Düşünsenize, bir inşaat yapıyorsunuz devlet için, milyonlarca liralık çimento araç kiralama bedeline katlanıyorsunuz, devletten para alamadığınız için inşaata devam edemiyorsunuz, işin acı tarafı buna rağmen devlet size ceza kesiyor. Yani devlet de işi tamamen bedavaya getirmiş oluyor.”
"Devlet diyor ki, siz dolandırıcı değilsiniz ama hapse gireceksiniz"
“Ceza davaları devam eden 180 bin mağdur var. 10 binin üzerinde hapiste ceza yatan var. 30 bin civarında yurt dışında ya da Türkiye’de kaçak olan var. Son zamanlarda da yurt dışına iltica talepleri başladı. Artık dönmemek üzere Türkiye’yi terk etmek isteyenler var aramızda. Dahası silsile devam ediyor, henüz durmuş değil, sayı daha da artıyor.”
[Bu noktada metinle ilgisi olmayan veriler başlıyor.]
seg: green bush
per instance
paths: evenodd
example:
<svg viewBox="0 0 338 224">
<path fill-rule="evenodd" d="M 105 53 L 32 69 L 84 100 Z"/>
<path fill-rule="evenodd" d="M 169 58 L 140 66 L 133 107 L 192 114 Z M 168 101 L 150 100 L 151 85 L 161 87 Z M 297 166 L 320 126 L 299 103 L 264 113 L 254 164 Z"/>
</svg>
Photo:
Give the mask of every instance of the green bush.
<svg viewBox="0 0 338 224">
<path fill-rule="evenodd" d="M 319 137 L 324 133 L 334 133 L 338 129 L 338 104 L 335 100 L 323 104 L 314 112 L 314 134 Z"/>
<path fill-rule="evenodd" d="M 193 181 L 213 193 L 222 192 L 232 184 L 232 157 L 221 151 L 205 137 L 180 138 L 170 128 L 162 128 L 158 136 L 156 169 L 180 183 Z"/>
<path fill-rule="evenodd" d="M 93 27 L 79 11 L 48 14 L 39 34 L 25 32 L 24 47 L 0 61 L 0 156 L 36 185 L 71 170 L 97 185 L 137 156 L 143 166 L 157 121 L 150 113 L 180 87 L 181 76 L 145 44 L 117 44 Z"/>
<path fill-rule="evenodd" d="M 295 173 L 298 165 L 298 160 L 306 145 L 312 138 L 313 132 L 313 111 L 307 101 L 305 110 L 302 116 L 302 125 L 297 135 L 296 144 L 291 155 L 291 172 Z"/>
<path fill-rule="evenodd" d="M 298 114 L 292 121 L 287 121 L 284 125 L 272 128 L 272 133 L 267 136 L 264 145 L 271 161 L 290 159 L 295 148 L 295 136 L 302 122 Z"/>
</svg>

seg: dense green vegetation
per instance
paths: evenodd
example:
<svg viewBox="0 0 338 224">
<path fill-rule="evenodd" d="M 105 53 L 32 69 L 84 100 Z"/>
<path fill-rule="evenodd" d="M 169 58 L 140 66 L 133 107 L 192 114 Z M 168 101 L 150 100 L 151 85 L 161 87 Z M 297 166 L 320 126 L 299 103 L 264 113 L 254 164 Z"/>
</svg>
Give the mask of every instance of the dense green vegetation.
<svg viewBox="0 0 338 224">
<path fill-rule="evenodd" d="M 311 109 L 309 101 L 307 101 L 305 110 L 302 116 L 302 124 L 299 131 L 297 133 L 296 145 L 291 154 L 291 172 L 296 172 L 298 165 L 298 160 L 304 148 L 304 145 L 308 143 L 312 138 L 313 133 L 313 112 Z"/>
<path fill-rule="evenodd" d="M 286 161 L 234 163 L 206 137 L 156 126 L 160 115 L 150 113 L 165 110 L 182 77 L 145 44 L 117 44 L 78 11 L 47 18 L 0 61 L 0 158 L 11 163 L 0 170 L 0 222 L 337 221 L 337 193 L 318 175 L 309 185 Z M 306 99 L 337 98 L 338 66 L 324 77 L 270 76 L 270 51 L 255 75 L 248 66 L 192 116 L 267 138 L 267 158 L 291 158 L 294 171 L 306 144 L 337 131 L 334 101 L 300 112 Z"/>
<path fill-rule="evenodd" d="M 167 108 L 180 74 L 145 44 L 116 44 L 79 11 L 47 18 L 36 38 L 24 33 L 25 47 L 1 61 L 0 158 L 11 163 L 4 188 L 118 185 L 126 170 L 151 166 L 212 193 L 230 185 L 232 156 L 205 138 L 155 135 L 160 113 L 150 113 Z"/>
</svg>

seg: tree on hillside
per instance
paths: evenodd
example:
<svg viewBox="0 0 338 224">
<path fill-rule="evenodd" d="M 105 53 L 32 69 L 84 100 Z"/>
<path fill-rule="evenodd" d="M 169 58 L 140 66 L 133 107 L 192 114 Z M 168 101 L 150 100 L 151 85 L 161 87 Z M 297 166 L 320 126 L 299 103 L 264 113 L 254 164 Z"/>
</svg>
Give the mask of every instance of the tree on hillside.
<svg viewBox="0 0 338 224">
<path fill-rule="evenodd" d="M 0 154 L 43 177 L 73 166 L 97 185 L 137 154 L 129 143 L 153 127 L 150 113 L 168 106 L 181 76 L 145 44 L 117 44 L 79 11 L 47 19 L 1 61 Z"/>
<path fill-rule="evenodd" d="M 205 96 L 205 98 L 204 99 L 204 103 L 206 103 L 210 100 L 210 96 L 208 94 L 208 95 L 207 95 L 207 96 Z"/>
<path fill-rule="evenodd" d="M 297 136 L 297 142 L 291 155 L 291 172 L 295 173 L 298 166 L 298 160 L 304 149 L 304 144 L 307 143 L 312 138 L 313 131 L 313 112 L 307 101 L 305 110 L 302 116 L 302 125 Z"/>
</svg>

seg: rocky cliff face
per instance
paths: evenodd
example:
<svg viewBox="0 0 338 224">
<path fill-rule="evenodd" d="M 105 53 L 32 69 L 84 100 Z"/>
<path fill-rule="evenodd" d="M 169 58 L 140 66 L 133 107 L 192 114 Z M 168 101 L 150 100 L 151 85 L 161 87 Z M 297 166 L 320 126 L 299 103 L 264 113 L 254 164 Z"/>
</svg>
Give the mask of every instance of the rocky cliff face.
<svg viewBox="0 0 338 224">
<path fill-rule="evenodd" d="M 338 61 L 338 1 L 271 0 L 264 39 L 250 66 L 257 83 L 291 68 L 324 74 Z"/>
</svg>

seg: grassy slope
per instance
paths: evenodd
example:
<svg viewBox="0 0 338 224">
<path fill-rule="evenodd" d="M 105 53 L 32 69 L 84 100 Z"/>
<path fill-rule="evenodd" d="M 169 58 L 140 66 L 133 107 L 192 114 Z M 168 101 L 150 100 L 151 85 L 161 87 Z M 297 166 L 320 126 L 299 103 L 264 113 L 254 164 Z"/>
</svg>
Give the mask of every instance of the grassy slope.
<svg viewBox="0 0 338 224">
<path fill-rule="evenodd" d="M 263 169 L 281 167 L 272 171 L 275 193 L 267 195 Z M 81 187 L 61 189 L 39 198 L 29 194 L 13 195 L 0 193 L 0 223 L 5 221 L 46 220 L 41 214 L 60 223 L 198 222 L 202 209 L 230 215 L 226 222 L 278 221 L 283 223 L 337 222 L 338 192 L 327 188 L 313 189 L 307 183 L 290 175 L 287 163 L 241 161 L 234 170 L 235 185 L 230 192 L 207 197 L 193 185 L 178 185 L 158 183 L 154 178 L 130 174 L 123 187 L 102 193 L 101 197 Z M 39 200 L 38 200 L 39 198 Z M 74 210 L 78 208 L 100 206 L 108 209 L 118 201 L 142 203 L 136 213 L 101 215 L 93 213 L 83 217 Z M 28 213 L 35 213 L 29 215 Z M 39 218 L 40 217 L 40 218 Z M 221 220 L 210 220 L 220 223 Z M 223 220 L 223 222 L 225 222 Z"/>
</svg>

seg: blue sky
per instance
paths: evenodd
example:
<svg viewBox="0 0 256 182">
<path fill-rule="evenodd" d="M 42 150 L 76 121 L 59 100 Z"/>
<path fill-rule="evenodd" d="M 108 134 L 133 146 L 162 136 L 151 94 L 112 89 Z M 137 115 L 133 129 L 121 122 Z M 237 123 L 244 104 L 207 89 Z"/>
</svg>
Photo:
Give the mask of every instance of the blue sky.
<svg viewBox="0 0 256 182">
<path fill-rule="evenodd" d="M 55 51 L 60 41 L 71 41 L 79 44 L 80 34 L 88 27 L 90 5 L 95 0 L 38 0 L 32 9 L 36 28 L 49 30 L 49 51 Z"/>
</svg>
“Üstelik kamuoyunda yanlış bir anlaşılma var, bizim ceza yediğimiz kanun hükmü ile çek dolandırıcılığının kanun hükmü ayrı. Biz 5941 sayılı kanundan işlem görüyoruz. Yani dolandırma kastı olan bizimle aynı hükümden yargılanmıyor. Biz 5941 sayılı kanunun mağduruyuz. Çok acıdır velev ki biz dolandırıcılıktan yargılansak 13 ay ceza alacaktık ve denetimli serbestlikle dışarı çıkacaktık. Ama 5941’den yagılananların cezası 5 yıl. Devlet bize diyor ki, siz dolandırıcı değilsiniz, kanınızın son damlasına kadar savaştınız, bunu kabul ediyoruz, ama çekiniz karşılıksız çıktı, bu yüzden hapse gireceksiniz.”